International Monetary Fund.
Bangladesh has made progress in maintaining macroeconomic stability and advancing reforms, but the economy continues to face significant macro-financial challenges due to weak tax revenue, vulnerabilities in the financial sector, and elevated inflation, the International Monetary Fund (IMF) said on 13 November.
“Bold policies to address fiscal and financial sector challenges are critical to restore strong and inclusive growth while safeguarding fiscal sustainability and macro-financial stability,” said Chris Papageorgiou, who led the IMF’s latest 13-day review mission in Bangladesh.
The IMF warned that downside risks remain substantial, particularly if policy responses are delayed or insufficient. The observations came during an online press briefing following the mission, which assessed the fifth review of Bangladesh’s Extended Credit Facility (ECF), Extended Fund Facility (EFF), and Resilience and Sustainability Facility (RSF).
Economic outlook and reforms
Bangladesh’s GDP growth slowed to 3.7% in FY25 from 4.2% in FY24, reflecting production delays during recent unrest, a tighter policy mix, and heightened uncertainty. Headline inflation fell from double-digit levels earlier in the year but remained elevated at 8.2% in October.
“Authorities have made notable progress in maintaining macroeconomic stability. Foreign exchange reserves have begun to rebuild following the May exchange rate reform,” the IMF said. However, the economy still faces challenges from weak tax revenue and undercapitalised banks.

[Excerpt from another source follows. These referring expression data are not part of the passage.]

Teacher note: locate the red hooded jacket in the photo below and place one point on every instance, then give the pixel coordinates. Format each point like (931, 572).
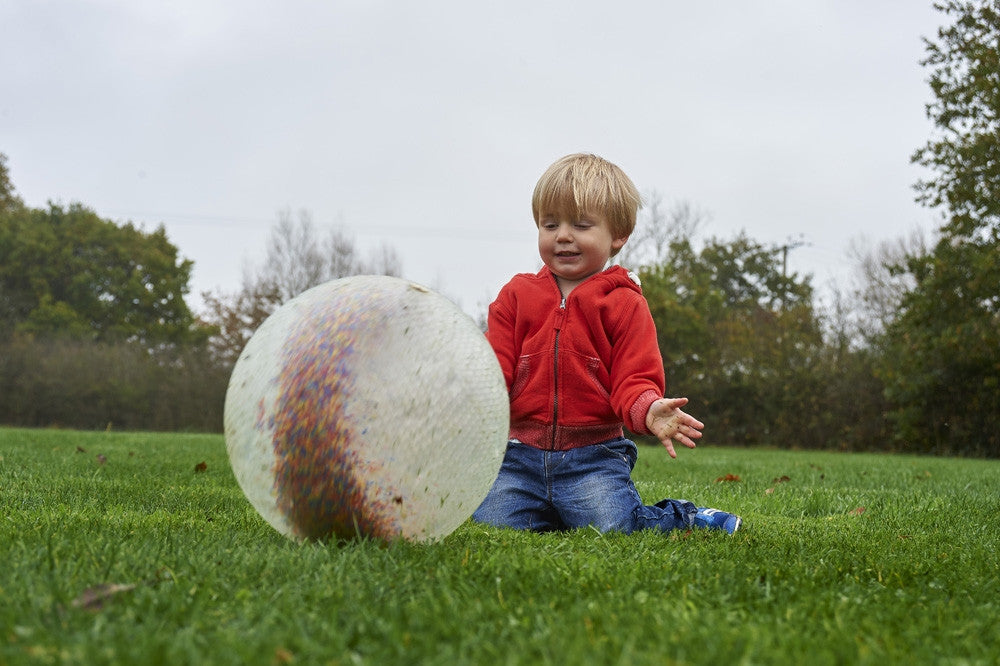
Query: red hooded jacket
(576, 370)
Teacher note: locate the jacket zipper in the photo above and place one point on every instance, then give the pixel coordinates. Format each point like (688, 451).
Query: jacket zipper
(555, 372)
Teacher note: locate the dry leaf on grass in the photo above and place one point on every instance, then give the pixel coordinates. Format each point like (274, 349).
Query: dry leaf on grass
(94, 598)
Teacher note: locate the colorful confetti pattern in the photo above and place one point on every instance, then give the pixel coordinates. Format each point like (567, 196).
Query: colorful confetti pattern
(319, 479)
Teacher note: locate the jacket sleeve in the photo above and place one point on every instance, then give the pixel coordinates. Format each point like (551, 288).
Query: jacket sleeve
(637, 378)
(500, 333)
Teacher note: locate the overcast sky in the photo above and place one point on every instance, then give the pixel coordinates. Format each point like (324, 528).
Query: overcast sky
(424, 125)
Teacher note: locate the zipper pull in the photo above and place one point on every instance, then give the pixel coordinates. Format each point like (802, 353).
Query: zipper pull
(560, 314)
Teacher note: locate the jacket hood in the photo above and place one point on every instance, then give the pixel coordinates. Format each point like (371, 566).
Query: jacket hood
(604, 282)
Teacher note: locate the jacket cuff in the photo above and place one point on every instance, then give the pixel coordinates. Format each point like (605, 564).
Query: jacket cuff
(637, 415)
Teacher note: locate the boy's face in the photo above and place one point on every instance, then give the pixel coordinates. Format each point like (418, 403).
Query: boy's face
(575, 249)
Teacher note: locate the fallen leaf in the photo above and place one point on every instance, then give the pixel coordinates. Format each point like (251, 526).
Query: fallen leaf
(94, 598)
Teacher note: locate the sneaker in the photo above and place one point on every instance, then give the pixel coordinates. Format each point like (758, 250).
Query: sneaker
(714, 519)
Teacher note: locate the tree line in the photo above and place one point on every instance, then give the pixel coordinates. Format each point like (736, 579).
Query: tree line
(95, 330)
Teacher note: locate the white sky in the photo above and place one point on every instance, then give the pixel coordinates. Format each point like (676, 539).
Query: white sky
(425, 125)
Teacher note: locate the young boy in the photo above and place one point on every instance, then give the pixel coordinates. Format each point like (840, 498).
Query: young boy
(577, 346)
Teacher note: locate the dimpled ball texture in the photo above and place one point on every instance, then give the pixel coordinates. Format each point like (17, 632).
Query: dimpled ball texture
(366, 407)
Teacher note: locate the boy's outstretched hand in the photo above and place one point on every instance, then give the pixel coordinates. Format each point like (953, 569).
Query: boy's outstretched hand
(666, 420)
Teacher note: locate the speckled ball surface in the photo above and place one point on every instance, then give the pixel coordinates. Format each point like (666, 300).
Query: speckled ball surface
(367, 406)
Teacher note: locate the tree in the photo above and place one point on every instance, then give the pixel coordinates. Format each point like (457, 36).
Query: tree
(66, 271)
(942, 360)
(296, 259)
(740, 338)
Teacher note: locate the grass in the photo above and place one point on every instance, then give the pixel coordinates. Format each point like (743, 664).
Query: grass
(853, 559)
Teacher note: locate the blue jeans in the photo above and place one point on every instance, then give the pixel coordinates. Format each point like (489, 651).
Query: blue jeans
(592, 485)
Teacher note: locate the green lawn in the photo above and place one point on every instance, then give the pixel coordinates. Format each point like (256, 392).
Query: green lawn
(843, 559)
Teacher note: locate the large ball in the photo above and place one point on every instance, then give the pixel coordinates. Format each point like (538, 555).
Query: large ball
(367, 406)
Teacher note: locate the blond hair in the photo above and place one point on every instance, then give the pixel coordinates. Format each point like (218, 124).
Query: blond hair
(582, 183)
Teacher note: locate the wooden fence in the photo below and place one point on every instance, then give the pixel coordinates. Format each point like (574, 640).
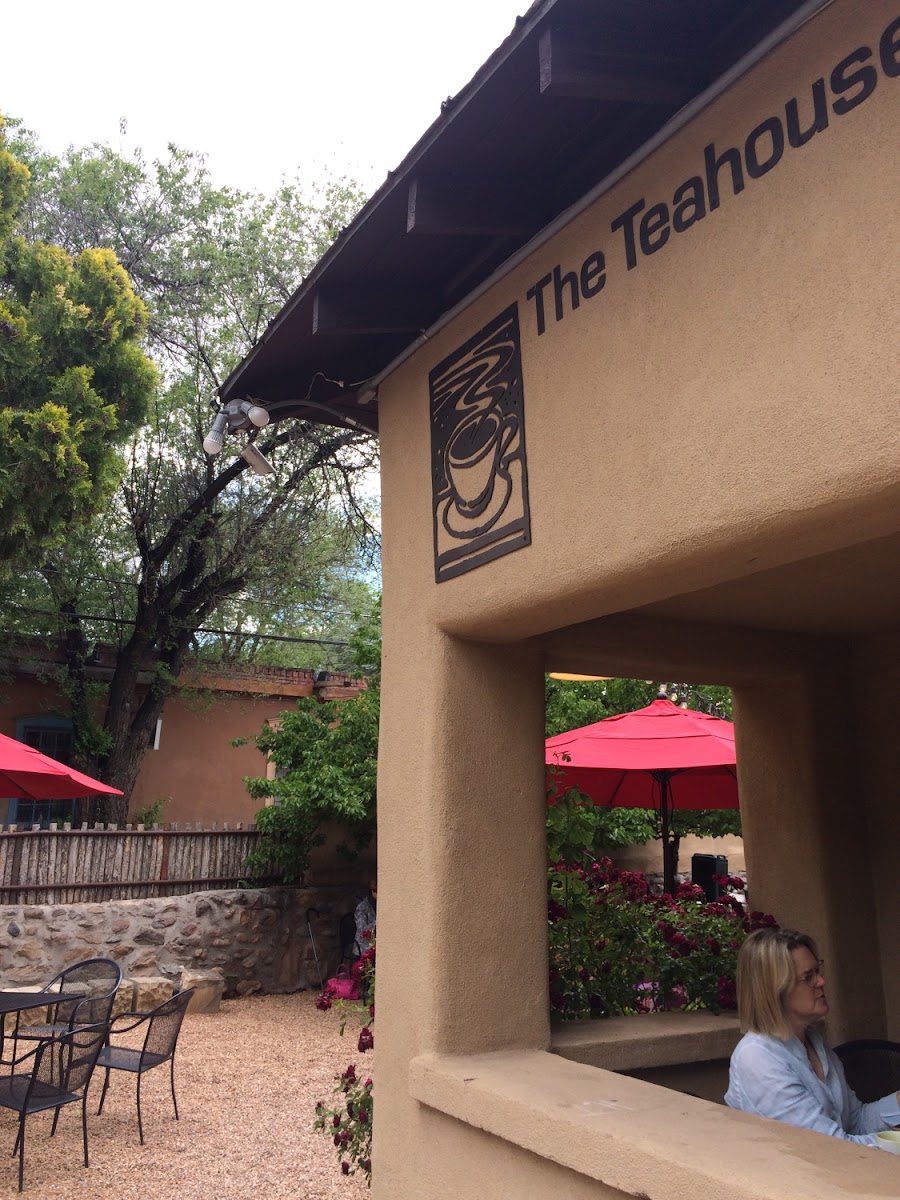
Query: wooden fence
(106, 863)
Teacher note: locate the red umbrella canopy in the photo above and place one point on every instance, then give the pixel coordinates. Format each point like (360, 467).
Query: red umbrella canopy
(28, 774)
(623, 759)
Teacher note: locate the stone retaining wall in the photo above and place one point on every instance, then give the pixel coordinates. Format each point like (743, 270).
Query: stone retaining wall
(257, 939)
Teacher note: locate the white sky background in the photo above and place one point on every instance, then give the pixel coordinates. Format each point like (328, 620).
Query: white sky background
(265, 89)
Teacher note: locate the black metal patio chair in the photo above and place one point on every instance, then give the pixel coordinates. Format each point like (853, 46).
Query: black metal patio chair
(81, 995)
(347, 937)
(163, 1025)
(60, 1074)
(871, 1066)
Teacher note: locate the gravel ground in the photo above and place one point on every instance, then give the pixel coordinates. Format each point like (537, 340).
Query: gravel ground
(247, 1079)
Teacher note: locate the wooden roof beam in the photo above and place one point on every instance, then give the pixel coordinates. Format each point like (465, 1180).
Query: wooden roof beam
(570, 69)
(467, 207)
(354, 309)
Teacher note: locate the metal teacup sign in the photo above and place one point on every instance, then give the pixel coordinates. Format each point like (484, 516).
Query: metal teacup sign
(478, 456)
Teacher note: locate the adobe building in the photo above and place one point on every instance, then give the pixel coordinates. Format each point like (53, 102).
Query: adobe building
(191, 763)
(627, 322)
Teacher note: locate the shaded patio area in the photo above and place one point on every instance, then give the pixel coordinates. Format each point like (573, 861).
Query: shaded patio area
(247, 1080)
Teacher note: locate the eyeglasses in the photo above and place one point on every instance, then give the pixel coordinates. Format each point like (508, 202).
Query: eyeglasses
(809, 977)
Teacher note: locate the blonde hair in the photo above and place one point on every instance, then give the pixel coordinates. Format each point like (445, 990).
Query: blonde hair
(766, 975)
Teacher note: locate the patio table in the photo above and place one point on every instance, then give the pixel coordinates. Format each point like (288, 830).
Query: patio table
(19, 1001)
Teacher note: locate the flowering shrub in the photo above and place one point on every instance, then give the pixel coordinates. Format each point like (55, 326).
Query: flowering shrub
(616, 948)
(348, 1122)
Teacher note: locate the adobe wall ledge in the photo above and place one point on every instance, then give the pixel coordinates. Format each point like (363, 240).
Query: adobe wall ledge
(645, 1140)
(655, 1039)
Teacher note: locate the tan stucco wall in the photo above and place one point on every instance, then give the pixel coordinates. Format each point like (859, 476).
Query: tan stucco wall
(196, 771)
(723, 406)
(726, 407)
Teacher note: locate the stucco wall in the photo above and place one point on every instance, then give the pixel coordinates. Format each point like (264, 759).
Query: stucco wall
(725, 407)
(197, 772)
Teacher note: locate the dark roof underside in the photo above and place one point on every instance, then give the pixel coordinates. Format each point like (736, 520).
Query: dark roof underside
(576, 88)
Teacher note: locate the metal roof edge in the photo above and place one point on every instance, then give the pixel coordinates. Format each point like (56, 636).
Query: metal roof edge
(779, 35)
(450, 111)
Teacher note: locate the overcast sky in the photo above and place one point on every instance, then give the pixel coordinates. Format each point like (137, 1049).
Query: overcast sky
(267, 89)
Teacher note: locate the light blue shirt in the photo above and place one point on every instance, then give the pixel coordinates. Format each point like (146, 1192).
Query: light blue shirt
(775, 1079)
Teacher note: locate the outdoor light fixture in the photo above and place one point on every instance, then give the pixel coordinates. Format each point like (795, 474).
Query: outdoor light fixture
(246, 415)
(232, 418)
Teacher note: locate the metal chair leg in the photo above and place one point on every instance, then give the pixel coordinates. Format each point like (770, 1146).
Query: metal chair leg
(21, 1140)
(84, 1125)
(103, 1093)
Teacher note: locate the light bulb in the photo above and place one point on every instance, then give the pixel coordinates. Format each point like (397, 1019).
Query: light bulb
(214, 439)
(258, 415)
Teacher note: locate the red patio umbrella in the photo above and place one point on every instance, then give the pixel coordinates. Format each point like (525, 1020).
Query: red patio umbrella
(28, 774)
(659, 757)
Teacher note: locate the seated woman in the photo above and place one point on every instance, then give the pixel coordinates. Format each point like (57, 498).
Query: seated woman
(781, 1068)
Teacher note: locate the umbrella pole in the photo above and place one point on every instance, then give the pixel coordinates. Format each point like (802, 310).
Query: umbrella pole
(663, 780)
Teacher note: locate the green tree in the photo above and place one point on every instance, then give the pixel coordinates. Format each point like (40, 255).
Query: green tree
(325, 757)
(75, 382)
(189, 543)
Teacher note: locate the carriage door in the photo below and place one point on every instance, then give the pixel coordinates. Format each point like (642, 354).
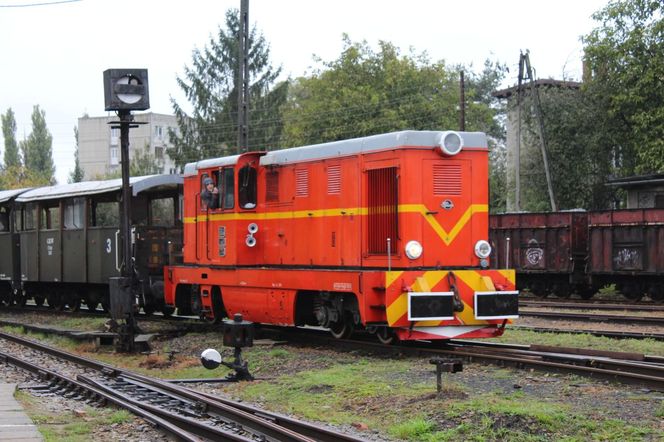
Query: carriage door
(447, 196)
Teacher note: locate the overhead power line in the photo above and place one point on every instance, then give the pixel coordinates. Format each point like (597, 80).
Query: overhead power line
(29, 5)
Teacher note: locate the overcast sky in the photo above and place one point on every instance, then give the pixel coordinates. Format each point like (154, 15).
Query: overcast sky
(54, 55)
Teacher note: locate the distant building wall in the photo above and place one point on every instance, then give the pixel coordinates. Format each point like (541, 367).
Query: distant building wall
(99, 144)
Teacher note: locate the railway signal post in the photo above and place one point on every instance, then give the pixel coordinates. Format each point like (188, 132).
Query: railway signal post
(125, 90)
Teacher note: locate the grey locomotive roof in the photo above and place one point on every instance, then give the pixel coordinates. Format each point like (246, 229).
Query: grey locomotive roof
(191, 168)
(369, 144)
(137, 184)
(6, 195)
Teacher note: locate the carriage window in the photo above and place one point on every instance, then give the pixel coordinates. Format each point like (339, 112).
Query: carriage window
(105, 214)
(247, 187)
(4, 220)
(74, 213)
(162, 212)
(50, 218)
(30, 217)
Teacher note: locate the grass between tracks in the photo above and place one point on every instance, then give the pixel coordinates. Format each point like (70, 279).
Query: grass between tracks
(396, 396)
(79, 425)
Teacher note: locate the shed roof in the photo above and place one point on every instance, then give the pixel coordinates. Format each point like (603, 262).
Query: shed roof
(506, 93)
(637, 181)
(137, 184)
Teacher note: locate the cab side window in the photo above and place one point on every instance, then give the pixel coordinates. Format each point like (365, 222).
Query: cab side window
(247, 187)
(228, 197)
(209, 192)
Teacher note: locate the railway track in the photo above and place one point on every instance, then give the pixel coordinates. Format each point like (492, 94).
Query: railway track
(628, 368)
(574, 305)
(180, 411)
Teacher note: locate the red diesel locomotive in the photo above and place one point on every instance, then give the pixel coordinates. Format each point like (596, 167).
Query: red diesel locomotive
(387, 233)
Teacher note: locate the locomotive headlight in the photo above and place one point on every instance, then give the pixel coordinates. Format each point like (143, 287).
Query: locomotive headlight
(482, 249)
(450, 143)
(413, 249)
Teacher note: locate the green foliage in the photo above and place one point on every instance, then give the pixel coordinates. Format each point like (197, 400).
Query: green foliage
(626, 56)
(366, 92)
(210, 87)
(37, 148)
(76, 175)
(12, 158)
(580, 161)
(412, 429)
(144, 163)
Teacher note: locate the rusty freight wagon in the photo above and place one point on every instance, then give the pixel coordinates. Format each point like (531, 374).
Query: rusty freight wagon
(547, 250)
(627, 249)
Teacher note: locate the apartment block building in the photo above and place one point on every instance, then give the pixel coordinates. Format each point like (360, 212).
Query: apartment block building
(99, 142)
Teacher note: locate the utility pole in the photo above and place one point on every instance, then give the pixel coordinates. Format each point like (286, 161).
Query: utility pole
(524, 61)
(243, 79)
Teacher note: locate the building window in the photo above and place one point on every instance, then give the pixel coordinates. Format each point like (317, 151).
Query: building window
(114, 156)
(115, 136)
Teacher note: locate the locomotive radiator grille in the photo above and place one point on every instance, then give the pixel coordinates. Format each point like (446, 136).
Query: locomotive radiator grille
(382, 210)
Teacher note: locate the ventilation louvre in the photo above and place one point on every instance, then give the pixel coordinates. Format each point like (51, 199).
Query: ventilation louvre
(447, 179)
(302, 182)
(382, 210)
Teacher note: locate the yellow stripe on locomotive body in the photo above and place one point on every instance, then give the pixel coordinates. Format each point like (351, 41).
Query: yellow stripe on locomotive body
(445, 236)
(465, 285)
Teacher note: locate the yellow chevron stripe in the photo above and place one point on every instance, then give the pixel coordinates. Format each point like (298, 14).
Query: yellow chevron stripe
(510, 275)
(447, 237)
(390, 277)
(399, 307)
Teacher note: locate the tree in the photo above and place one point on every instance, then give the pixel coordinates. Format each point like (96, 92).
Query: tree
(144, 163)
(76, 175)
(12, 158)
(37, 148)
(580, 161)
(210, 86)
(625, 54)
(366, 92)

Addressing these challenges will require comprehensive tax reforms to create a simpler and fairer system and measures to strengthen the financial sector. With consistent implementation, GDP growth is projected to accelerate to nearly 5% in FY26 and FY27, while inflation is expected to remain high at 8.8% in FY26 before easing to 5.5% in FY27.
Financial sector and fiscal measures
The IMF highlighted the need for a credible, government-wide strategy to address weak banks, including assessing undercapitalisation, estimating fiscal support requirements, and implementing robust restructuring plans with identified funding. Asset Quality Reviews should cover all systemically important and state-owned banks.
“Continued efforts are needed to improve banks’ governance, balance sheet transparency, and frameworks for recovering non-performing loans,” the IMF said. Monetary policy should remain tight to bring inflation back to the 5–6% target range, and authorities should fully implement the new exchange rate regime.
Improving public financial management, containing subsidies, and reallocating resources toward social safety nets and infrastructure are also crucial. Structural reforms should continue to strengthen central bank governance, anti-corruption measures, anti-money laundering frameworks, job creation, and export diversification.
Climate and resilience focus
Bangladesh has made progress under the RSF in climate resilience and financial sector risk management, but the IMF urged rapid scaling up of climate finance to close funding gaps.
“The Fund remains committed to supporting Bangladesh in achieving sustained macroeconomic stability and inclusive growth,” the statement said.
During its mission, the IMF team also met with government departments, Bangladesh Bank officials, and leaders of major political parties to review revenue shortfalls, fiscal and borrowing plans, and broader reform agendas.